- Income received as a full-time / part-time consultant is taxed under “Profits and losses from a business or profession” and not under “Salaries”.
- Consultants must pay business tax in accordance with the requirements of state tax laws
- Consultants are authorized to claim expenses incurred on an actual basis in the course of their work which are not of a personal nature.
New Delhi: Some people join the same company or another company as consultants after they retire. Likewise, others work as freelancers. There is confusion over how consultants / freelancers are taxed. Let’s try to clear up the confusion in this article.
How fees are taxed and allowable expenses on this income
Many people who have continued in the same company but as a consultant, after reaching retirement age, have the idea that, since they are working full time in the same company, their income is taxable under the Salaries section. Which is not correct. Income received as a full-time / part-time consultant is taxed under “Profits and losses from a business or profession” and not under “Salaries”.
Companies stop paying and deducting contributions to the contingency fund from the amount paid to consultants. It also does not deduct business tax, but you may need to register under business tax laws and pay business tax, unless you are exempt from the requirement under your state law. In addition, tax is levied by your former employer at the flat rate of 10% (7.50% currently due to the Covid-19 measure announced by the government) and you may have to pay withholding tax in case the amount of TDS would not be enough to offload you. your tax payable.
An employee is entitled to a standard deduction of up to 50,000 / – to cover the expenses you have incurred to earn your salary income without having to present supporting documents. No similar deduction is available for a consultant or a freelance on the income received. However, as a consultant, you are entitled to claim expenses incurred on an actual basis in the course of your work which are not of a personal nature. These expenses usually include things like internet expenses, mobile expenses, printing and stationery, transportation costs, etc. attributable to your activity as a consultant after removing personal use items, if any. You can also deduct a very small portion of the house’s rent (if the house is rented) and electricity expenses on the house. You are also allowed to claim depreciation on the computer and printer used for your work. In addition to depreciation, you can also claim money spent on repairs and maintenance of computers and printers. The expenses listed are enumerative and you can claim any other expenses if you can establish that they were incurred for your work as a consultant.
The net of professional charges levied on incurred expenses is taxable under “operating profits and gains and gains”. If you have other income like rent, interest, dividends, capital gains, etc., they are taxed under their respective headings. Income under all headings is added together. There is no difference in the tax rates of an employee’s income compared to that of a freelance writer or consultant.
Can you opt for a flat tax regime?
Tax laws allow certain specified professionals to offer 50% or more of their gross business income as net profit for tax purposes. In order to be eligible for such a flat tax, your gross receipts must not exceed an amount of 50 lakhs per year. It should be noted that any person carrying out a consultant or self-employed activity is not eligible to opt for flat-rate taxation. For example, only accountants, architects, some film artists, lawyers, doctors, engineers, etc. may opt for such a scheme while people like insurance advisers, mutual fund distributors, investment advisers, journalists, etc. are not eligible to opt. for such a flat-rate taxation. In my opinion, if your actual profits are more than 50% of your gross income, you should offer a much higher percentage as income as a consultant. In the event that you claim that your actual expenses are greater than 50% of your business income, you are required to have your accounts audited and submit this report to the income tax department.
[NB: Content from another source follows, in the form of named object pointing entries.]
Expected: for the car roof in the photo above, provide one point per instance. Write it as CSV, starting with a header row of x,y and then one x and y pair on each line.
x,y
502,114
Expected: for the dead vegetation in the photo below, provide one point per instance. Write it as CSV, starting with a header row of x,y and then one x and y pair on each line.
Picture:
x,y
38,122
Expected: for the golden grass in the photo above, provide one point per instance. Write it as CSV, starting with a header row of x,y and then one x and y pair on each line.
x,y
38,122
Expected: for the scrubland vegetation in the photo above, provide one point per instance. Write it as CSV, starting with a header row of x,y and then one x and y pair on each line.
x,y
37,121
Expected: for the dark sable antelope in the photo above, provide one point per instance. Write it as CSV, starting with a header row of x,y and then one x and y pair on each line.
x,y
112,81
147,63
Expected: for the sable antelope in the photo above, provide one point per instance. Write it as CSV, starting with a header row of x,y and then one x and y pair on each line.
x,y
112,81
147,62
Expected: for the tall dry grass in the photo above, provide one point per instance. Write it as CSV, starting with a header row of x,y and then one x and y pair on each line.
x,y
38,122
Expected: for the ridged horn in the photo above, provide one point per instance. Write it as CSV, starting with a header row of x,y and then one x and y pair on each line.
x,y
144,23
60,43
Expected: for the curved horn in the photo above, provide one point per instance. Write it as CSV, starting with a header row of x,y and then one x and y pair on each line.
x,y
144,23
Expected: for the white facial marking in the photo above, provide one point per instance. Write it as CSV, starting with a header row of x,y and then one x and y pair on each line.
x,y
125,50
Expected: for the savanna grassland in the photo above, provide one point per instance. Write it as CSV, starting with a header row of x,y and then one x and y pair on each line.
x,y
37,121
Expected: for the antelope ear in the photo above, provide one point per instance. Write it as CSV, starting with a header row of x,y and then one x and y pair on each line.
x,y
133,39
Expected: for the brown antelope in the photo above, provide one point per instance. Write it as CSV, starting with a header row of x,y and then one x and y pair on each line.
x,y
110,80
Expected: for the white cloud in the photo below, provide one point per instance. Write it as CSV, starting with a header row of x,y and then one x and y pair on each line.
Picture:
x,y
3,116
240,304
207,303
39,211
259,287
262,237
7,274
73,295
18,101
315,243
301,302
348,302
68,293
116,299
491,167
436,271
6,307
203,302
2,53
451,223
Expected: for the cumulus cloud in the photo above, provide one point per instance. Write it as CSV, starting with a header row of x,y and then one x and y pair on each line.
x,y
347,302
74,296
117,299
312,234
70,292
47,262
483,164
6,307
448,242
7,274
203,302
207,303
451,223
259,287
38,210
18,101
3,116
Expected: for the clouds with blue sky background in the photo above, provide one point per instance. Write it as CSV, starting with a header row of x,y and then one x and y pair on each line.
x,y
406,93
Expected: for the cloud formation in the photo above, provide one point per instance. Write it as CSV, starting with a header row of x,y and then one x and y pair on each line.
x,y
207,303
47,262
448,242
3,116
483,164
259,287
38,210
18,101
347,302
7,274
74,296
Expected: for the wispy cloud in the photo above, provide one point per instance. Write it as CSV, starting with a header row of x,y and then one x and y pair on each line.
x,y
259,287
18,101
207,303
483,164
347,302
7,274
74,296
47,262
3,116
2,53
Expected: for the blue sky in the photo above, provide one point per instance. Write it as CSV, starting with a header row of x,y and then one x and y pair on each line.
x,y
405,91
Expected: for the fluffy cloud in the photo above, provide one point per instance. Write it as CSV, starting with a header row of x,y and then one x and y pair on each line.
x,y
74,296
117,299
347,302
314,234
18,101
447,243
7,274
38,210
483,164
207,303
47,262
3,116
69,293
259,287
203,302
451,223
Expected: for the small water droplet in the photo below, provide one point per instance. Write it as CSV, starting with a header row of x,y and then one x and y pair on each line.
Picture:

Possibility of going to the lower tax brackets
You can opt for the new tax reduction regime but you will not be able to claim any deduction under Chapter VIA as under Article 80 C, 80CCD, 80D, 80GG 80TTA etc. However, if you opt for the old plan, you can claim all of these deductions. Once you have opted for the new reduced rate regime, you will not be able to revert to the old tax regime unless you stop practicing as a consultant and have no taxable income from profits and profession business gains.
(The author is a tax and investment expert and can be contacted on [email protected] and @jainbalwant on Twitter.)
Balwant Jain is a guest contributor. The opinions expressed are personal.